Questa selezione ci ha dato modo di avere una maggiore visibilità e di ricevere richieste anche da parte di chef stellati. E abbiamo scelto Forbes come trampolino di lancio per due nuovi prodotti: il primo, il Garum dei Romano, è stato messo in commercio ad inizio giugno, mentre il secondo è in fase di perfezionamento e verrà commercializzato probabilmente a fine anno» precisa Pamela.

Il Garum dei Romano
Il Garum dei Romano, in appena un mese, ha già conquistato non solo gli chef italiani ma anche i ristoratori in Svizzera e Olanda. Si tratta di un elisir-condimento da tavola a base di pesce fermentato, insaporito semplicemente con sale di miniera extra puro ed erbe aromatiche mediterranee. Le confezioni numerate sono prodotte in serie limitata. «Dalla prima produzione abbiamo ottenuto solo 250 bottigliette» prosegue Pamela. «Un “esperimento” ben riuscito, iniziato tra il 2017 e il 2018. Durante la lavorazione per i nostri prodotti sfilettiamo pesci interi, ma molto spesso succede che in alcuni punti sia difficile riuscire a ricavare tutta la polpa, nonostante i vari utensili utilizzati e il minuzioso lavoro manuale. Sarebbe un vero spreco destinare queste preziose parti anatomiche allo smaltimento di Categoria 3, dato che possono essere sfruttate per qualcosa di veramente grandioso. E così, invece di smaltirle, le abbiamo trasferite in un recipiente e le abbiamo fatte fermentare insieme a piccoli pesci difficili da lavorare.

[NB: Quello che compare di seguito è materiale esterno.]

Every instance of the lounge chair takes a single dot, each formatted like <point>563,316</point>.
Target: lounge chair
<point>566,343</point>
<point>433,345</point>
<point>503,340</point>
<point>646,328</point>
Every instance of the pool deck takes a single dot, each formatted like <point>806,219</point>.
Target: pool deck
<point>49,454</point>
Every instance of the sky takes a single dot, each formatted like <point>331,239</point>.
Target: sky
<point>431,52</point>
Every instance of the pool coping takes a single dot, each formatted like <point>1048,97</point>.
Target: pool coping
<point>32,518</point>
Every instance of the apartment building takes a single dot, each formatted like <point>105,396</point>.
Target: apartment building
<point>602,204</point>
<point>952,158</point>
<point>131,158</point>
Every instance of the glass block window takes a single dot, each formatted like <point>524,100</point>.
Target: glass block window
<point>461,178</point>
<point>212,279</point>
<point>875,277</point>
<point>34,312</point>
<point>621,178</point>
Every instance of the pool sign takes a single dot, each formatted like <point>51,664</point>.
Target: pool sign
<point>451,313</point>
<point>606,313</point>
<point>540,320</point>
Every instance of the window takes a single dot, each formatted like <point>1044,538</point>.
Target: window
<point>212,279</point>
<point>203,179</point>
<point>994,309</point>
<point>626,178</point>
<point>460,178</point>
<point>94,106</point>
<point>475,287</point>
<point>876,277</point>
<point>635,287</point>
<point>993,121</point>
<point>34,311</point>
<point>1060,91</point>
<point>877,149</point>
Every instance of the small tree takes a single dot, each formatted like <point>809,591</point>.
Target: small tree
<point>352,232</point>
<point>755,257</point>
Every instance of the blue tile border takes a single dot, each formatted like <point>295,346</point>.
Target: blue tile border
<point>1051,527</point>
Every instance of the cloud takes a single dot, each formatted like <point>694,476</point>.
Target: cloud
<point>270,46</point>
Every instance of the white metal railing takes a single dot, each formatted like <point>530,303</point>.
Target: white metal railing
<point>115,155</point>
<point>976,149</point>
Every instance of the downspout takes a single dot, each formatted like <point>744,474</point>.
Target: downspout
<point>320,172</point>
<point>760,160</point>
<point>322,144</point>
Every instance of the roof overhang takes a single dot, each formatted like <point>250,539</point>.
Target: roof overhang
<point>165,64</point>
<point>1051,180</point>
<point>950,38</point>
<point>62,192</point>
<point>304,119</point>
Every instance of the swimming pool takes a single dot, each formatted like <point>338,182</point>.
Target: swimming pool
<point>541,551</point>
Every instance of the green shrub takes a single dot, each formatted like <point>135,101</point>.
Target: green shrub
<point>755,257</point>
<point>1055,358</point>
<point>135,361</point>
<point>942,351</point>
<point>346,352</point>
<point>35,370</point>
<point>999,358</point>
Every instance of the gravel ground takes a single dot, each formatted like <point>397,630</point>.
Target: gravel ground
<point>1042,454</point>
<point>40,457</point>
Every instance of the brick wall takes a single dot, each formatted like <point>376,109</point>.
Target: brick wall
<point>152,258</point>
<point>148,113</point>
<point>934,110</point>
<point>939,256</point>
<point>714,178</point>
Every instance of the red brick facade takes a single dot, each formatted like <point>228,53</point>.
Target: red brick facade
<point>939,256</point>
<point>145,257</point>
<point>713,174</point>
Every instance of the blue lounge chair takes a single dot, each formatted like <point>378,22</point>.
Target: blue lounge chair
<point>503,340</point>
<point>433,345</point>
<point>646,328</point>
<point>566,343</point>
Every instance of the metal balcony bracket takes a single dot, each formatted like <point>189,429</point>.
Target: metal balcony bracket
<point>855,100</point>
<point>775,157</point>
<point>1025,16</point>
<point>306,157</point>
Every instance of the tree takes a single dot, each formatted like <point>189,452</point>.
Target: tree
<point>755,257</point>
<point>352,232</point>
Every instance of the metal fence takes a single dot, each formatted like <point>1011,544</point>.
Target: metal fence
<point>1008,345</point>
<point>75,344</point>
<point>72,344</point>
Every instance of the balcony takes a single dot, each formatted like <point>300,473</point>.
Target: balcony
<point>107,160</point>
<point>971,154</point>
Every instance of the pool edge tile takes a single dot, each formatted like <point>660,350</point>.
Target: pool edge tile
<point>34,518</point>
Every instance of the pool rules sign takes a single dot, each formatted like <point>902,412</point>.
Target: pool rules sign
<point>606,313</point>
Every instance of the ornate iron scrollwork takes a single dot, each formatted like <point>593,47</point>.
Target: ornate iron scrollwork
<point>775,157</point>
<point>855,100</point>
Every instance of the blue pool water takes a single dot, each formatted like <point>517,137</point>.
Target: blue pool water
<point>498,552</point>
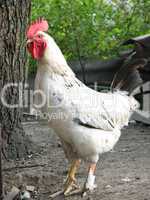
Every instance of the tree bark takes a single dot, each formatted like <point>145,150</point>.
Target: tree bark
<point>13,21</point>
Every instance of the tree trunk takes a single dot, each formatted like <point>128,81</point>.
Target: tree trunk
<point>13,21</point>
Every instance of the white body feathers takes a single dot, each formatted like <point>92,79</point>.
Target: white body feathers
<point>89,121</point>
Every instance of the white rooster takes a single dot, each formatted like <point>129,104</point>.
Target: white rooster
<point>87,122</point>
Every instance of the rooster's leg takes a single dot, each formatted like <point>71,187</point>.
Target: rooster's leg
<point>71,181</point>
<point>90,181</point>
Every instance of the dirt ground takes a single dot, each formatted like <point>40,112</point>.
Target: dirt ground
<point>123,174</point>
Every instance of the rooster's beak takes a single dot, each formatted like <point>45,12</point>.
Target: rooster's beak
<point>29,41</point>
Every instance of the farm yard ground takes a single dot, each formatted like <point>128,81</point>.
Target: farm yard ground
<point>123,174</point>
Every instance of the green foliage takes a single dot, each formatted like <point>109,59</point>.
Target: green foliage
<point>93,28</point>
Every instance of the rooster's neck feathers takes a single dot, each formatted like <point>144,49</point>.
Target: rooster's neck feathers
<point>53,60</point>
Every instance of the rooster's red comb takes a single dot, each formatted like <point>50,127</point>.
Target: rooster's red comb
<point>39,25</point>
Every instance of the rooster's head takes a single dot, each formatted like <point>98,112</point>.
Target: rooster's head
<point>37,41</point>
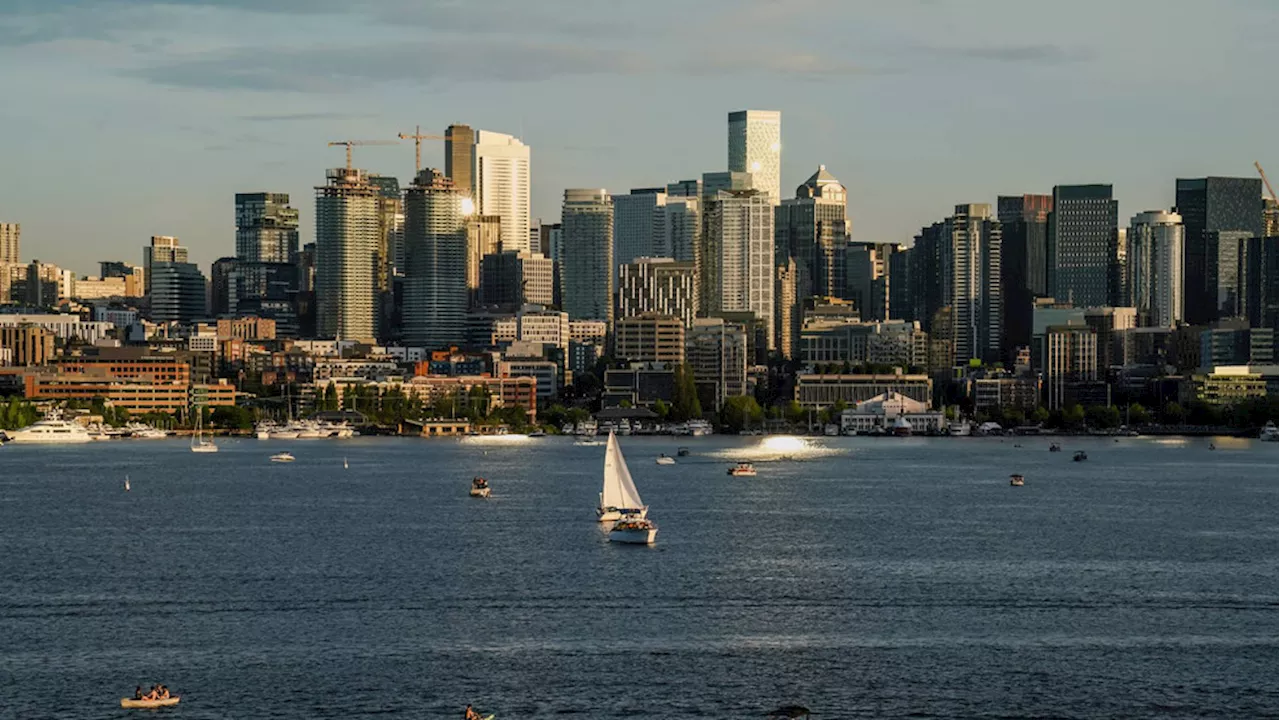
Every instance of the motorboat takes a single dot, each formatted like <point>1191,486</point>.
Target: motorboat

Mescolando costantemente tutti i giorni e filtrando manualmente il composto abbiamo scoperto, col passare del tempo, la formazione di un liquido che, tramite diversi travasi, abbiamo reso sempre più limpido. Una vera magia perché, oltre alla possibilità di recuperare quasi tutto il pescato, fatta eccezione per le lische più grosse, si può ottenere una salsa dal gusto gradevole prodotta senza emissione di CO2. Infatti, è il tempo l’artefice di questa trasformazione e non c’è bisogno dell’utilizzo di macchinari, basta avere molta, molta pazienza e tutto si realizza. La curiosità poi ci ha spinto a fare delle ricerche per scoprire se già in passato qualcuno avesse prodotto qualcosa di simile. Abbiamo richiesto anche l’intervento di una docente esperta in letteratura antica che, attraverso la ricerca nei vari testi latini, ci ha permesso di risalire all’originale ricetta del garum contenuta nel “De Re Coquinaria” del cuoco romano Apicio e alla descrizione del famoso condimento che ne fa Plinio il vecchio nella sua “Naturalis historia”».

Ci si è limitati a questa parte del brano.